As shown in Table 3, the MLD, total lung V dose and ipsilateral lung V dose were significantly correlated with grade ≥ 2 RP. In addition, statistically significant correlations were also found between the occurrence of grade ≥ 2 RP and the overlap time of TKI and TRT ≥ 34 days (OR 7.20; 95% CI 1.93–26.81, P = 0.003), radiation field of lung tumor plus lymph node (OR 12.73; 95% CI 2.43–66.55, P = 0.003), GTV volume ≥ 21 ml (OR 3.24; 95% CI 1.04–10.07, P = 0.042), PTV volume ≥ 124 ml (OR 4.28; 95% CI 1.34–13.71, P = 0.014) (Table 4).

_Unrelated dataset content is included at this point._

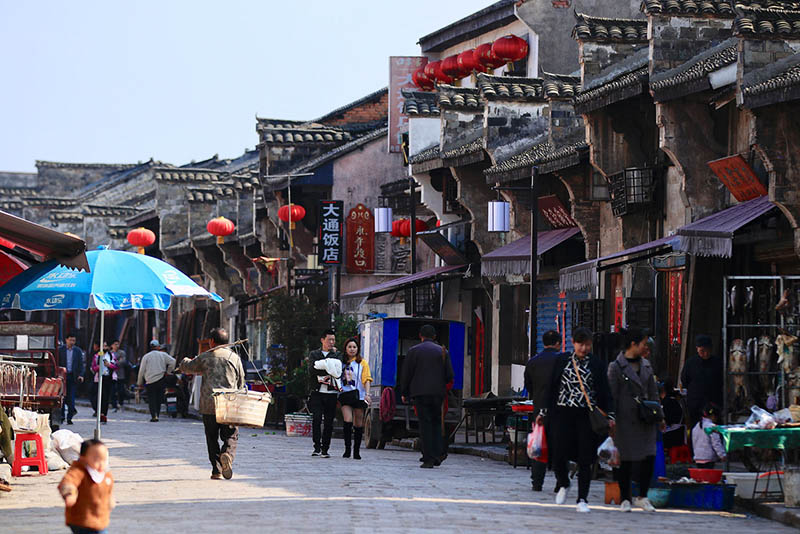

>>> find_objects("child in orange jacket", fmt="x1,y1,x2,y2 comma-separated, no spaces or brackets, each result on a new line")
58,439,115,534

Considering the collinearity of some variables, only the overlap time of TKI and TRT, GTV and ipsilateral lung V20 were included in the multivariate analysis. The results are summarized in Table 5. The GTV and ipsilateral lung V20 were found to be independent predictive factors for grade ≥ 2 RP. Compared with ipsilateral lung V20 < 25%, ipsilateral lung V20 ≥ 25% (OR 7.40; 95% CI 1.21–45.34; P = 0.030) increased the risk of pneumonitis by 7.4 times. GTV ≤ 21 ml was also yielded a lower rate of grade ≥ 2 RP than GTV ≥ 21 ml (OR 17.53; 95% CI 1.68–182.92, P = 0.017).

Up to August 2023, 30 patients (61.2%) exhibited disease progression. As showen in Fig. 3, the median PFS of all patients was 18.87 months (95% CI 13.41–24.32). The median PFS in the first-line therapy group and second-line therapy group were 23.5 months and 17.2 months, respectively (p = 0.100). Among them, 20 patients experienced progression of chest lesions, 5 patients experienced distant metastasis, and 4 patients presented with both local and distant metastasis simultaneously.